December 19, 1972, the Army’s Floating Aircraft Maintenance Facility (FAMF), arrived at the Port of Corpus Christi. Home of the First Transportation Corps Battalion (Aircraft Maintenance Depot) (Seaborne), the Corpus Christi Bay put in six years off the coast of South Vietnam. The First Transportation Corps Battalion saw to the repair and maintenance of Army aircraft as a floating garage; in performing such service, the Battalion earned four Meritorious Unit Commendations.
The ship itself was laid down in Camden, New Jersey by the New York Shipbuilding Company, on June 12, 1939. Beginning a term of service as a Curtiss-class Seaplane Tender, she was launched on July 13, 1940; she was commissioned into the fleet on December 20 1940 as the USS Albemarle (AV-5).

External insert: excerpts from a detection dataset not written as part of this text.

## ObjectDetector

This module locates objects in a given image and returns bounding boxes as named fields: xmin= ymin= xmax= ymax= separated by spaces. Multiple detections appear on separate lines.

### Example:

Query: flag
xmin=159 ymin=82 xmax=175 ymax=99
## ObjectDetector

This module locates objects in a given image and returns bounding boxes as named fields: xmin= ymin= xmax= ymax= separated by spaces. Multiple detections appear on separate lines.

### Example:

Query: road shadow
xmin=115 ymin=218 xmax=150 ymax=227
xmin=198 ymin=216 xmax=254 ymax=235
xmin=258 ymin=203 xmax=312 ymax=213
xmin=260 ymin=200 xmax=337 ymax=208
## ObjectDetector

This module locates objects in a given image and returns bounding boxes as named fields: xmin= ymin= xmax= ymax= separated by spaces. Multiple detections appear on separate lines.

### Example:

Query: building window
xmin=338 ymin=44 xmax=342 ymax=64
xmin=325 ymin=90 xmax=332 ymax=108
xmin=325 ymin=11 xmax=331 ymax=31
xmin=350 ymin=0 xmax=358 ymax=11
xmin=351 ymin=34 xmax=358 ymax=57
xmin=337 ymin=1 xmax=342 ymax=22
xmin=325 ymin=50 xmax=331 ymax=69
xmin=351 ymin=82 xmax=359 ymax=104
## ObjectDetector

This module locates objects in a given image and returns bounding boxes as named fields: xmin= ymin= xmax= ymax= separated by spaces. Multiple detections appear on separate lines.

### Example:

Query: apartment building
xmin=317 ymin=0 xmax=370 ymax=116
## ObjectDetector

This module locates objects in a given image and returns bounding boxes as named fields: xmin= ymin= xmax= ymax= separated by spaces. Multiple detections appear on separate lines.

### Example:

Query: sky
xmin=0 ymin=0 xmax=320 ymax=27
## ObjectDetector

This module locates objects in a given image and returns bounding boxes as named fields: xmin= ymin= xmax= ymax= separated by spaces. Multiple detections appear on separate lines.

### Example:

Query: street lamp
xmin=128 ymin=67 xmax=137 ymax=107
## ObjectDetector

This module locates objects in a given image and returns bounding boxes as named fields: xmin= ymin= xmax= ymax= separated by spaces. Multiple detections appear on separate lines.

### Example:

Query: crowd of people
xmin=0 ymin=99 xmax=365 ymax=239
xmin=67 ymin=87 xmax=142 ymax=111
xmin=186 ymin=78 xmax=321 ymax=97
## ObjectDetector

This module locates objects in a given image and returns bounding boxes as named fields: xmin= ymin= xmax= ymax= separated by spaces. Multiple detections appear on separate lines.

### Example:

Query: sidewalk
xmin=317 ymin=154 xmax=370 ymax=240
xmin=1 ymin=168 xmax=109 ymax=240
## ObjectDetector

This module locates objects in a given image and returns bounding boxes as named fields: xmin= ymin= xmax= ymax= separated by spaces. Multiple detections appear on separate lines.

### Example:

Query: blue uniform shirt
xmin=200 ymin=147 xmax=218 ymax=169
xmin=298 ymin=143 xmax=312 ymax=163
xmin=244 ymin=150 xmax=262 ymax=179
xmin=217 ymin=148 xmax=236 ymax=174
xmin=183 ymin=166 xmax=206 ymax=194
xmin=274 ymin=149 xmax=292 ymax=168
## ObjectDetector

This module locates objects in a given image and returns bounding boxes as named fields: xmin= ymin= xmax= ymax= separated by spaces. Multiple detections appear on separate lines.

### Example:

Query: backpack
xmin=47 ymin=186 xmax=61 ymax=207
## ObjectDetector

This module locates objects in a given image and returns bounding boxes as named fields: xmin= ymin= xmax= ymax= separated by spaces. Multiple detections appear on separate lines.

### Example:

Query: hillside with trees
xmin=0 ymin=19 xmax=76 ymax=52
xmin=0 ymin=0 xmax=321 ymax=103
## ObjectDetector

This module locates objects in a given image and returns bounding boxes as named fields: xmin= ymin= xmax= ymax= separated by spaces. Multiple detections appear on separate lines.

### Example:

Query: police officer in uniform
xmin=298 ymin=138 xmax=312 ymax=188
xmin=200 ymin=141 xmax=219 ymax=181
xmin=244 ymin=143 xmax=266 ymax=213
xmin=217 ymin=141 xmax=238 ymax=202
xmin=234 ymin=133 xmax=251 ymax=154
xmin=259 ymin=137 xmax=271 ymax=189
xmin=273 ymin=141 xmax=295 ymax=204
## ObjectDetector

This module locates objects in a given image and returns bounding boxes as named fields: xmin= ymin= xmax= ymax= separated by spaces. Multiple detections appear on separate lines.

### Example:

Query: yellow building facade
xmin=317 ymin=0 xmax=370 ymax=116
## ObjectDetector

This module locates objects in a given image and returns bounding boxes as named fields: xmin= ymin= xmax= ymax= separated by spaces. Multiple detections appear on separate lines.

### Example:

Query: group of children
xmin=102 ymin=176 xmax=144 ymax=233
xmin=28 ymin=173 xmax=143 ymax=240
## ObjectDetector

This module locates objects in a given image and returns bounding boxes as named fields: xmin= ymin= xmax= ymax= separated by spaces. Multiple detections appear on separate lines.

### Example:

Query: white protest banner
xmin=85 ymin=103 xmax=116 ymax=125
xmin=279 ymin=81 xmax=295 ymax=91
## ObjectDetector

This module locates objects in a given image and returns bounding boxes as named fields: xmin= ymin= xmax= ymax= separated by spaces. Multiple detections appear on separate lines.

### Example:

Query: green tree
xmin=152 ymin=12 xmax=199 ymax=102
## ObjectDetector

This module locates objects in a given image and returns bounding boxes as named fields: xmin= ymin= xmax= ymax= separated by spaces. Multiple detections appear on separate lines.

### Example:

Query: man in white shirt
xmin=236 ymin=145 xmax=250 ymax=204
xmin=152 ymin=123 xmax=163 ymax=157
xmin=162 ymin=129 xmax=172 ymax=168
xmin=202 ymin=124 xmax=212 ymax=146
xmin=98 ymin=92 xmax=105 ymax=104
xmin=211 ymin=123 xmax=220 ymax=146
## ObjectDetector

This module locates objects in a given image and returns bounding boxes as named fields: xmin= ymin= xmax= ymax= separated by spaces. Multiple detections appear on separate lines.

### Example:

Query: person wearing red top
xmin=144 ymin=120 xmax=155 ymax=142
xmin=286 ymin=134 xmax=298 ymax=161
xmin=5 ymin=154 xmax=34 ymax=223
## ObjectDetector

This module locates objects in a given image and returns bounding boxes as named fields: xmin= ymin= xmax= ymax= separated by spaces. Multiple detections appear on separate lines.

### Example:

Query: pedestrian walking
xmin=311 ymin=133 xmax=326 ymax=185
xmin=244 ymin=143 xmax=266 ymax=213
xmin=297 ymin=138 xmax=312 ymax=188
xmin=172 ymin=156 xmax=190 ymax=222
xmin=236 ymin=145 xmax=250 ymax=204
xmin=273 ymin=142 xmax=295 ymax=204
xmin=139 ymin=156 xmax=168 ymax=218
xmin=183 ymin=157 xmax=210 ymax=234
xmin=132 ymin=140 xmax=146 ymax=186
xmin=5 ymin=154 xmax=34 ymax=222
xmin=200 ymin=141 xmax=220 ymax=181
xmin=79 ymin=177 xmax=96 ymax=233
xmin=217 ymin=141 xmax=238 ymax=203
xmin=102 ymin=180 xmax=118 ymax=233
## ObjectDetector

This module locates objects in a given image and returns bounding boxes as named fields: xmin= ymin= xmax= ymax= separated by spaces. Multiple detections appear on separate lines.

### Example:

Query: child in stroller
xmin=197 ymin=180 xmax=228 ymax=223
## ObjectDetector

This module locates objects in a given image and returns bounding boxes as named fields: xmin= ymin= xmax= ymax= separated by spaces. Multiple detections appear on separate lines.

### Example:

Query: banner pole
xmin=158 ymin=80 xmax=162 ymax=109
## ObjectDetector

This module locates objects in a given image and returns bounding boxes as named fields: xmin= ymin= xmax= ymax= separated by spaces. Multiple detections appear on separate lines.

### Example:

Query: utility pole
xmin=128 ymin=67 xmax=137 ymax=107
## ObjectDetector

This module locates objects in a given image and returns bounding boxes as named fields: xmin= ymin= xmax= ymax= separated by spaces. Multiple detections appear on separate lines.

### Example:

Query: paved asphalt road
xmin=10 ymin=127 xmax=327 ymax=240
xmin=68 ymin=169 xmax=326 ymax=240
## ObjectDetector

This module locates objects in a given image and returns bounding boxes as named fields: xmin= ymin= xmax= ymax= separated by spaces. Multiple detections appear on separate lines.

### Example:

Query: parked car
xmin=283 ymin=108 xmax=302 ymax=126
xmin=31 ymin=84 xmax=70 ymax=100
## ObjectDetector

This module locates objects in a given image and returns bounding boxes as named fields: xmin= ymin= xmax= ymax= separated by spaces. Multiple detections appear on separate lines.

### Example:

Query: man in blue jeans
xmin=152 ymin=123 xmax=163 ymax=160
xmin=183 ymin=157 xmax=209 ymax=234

After nearly two decades of service, Albemarle was decommissioned on October 21, 1960 and consigned to the Norfolk group of Atlantic Reserve Fleet, prior to her eventual transfer to the James River Fleet, She was struck from the Navy roster on September 1, 1962.
On April 7, 1964, Albemarle emerged from moth balls. She was converted to an Aircraft Repair Ship, Helicopter, at Charleston, South Carolina. Conversion included a 50 by 150 foot helicopter pad mounted aft. Helicopters forwarded to the repair ship by barge, were hoisted aboard by a pair of cranes, each boasting a lift capacity of 20 tons. On March 27, 1965, she was reclassified and renamed; and the Corpus Christi Bay (T-ARVH-1) was assigned to the Military Sealift Command in January 1966.
Her first deployment to Vietnam saw the repair ship commanded by Captain Harry Anderson, with a crew of 129 bluejackets. Aboard, too, was Lieutenant Colonel Harry O. Davis, U.S. Army, with 308 specialists and mechanics. T-ARVH-1 operated out of Cam Ranh Bay, South Vietnam, in 1966.
Corpus Christi Bay was struck from the Navy roster for the last time on December 31, 1974. She was sold for scrapping to Brownsville (Texas) Steel and Salvage, Inc., on July 17, 1975.